The hybrid is awake now, sitting with his knees drawn up to his chest and reading his book. His curls are tousled in a way that makes Eduardo's stomach flip.
A little girl is standing by the case already, her nose pressed to the glass. She looks up as Eduardo approaches.
"I saw it go potty," she announces to him, then sticks out her tongue in apparent disgust.
"What?" asks Eduardo. He wonders where her parents are.
"I saw the hybrid go potty in the litter box, just like my grandma's cat does," says the girl emphatically. "Then it scooped litter on top to cover it up." She mimes digging with her hand, then points at the litter box in the corner of the display case. Eduardo stares at it for a few moments, at the uneven surface of the litter, then glances over at the hybrid.
He isn't reading anymore: he's watching them, frowning, his cheeks tinged pink. Like he's embarrassed. Like he knows what they're talking about.
Shit, thinks Eduardo, maybe he can even hear them. The glass probably isn't sound-proof.
"I think it should use a toilet," declares the girl, shrugging. And with that, she waltzes away.
Eduardo stands there, frozen.
The hybrid— Mark— doesn't look away, just holds Eduardo's gaze, his dark blue eyes narrowed slightly, his expression a potent mix of humiliation and anger.
It is not, in any way, the expression of an intellectually inferior creature. It's the expression of someone who resents being gawked at day in and day out, who resents being confined to a space like six feet long and four feet wide, who resents being forced to relieve himself in a fucking litter box, on display for anyone to see.
And Jesus, does he really only have one fucking book to read? Does he ever get to interact with other people? How often do they let him out? His collar looks too tight.
Eduardo lowers his gaze, breaking eye contact with Mark, suddenly acutely uncomfortable with the whole situation.
He doesn't want to be here anymore, doesn't want to think about this.
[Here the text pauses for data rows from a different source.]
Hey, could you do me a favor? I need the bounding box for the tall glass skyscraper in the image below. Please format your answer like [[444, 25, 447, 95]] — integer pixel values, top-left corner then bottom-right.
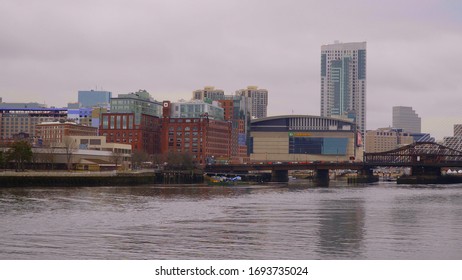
[[321, 42, 366, 136]]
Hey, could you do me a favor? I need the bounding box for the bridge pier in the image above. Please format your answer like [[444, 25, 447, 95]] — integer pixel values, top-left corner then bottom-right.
[[348, 167, 379, 184], [316, 169, 329, 182], [271, 170, 289, 182], [411, 166, 441, 177]]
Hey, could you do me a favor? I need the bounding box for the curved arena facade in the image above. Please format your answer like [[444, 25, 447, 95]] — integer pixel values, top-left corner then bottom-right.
[[249, 115, 363, 162]]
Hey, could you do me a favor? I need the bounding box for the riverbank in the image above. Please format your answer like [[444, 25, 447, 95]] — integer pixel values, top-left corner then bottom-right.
[[0, 171, 204, 187]]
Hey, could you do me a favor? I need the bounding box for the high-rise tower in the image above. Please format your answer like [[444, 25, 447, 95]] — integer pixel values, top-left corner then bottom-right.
[[321, 42, 366, 135]]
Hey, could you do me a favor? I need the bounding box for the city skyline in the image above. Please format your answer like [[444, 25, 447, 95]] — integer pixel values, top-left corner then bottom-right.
[[0, 0, 462, 139]]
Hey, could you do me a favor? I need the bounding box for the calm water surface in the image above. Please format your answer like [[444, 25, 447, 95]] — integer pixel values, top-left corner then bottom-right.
[[0, 181, 462, 259]]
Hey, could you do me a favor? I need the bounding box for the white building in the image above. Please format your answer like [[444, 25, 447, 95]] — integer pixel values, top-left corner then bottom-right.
[[236, 86, 268, 119], [170, 100, 224, 121], [393, 106, 422, 133], [321, 42, 367, 135]]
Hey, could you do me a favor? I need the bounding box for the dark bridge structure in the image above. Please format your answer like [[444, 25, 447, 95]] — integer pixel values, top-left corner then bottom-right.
[[204, 142, 462, 182]]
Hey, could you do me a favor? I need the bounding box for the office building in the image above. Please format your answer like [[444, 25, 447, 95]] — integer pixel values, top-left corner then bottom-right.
[[249, 115, 362, 162], [100, 90, 162, 155], [321, 42, 367, 135], [193, 87, 251, 163], [192, 86, 225, 101], [35, 120, 98, 147], [78, 90, 112, 108], [161, 101, 231, 165], [365, 128, 414, 153], [236, 86, 268, 119], [442, 124, 462, 152], [393, 106, 421, 133], [0, 107, 67, 145]]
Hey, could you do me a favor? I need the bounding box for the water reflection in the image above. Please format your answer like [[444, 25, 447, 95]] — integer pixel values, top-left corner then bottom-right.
[[317, 199, 365, 259], [0, 181, 462, 259]]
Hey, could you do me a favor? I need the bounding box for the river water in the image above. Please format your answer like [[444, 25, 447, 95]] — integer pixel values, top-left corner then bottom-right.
[[0, 180, 462, 260]]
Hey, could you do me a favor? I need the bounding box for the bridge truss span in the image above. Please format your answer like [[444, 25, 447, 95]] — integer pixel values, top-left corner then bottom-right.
[[364, 142, 462, 165]]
So he leaves the pet store and heads down Concord, resolving not to come back.
***
But he does come back, three days later.
And the display case is full of puppies.
He bursts into the store.
"Excuse me," he asks an employee breathlessly, "where's Mark?"
"Who?"
"Mark. The hybrid. The one who was in the window."
"Oh, we sold him. Yesterday, I think," says the guy disinterestedly.
"You sold him? Why?"
The guy lifts an eyebrow. "This is a pet store, man. We sell pets."
"But—"
Eduardo doesn't know what to say.
***
He buys himself a goldfish, and wonders why he kind of feels like crying.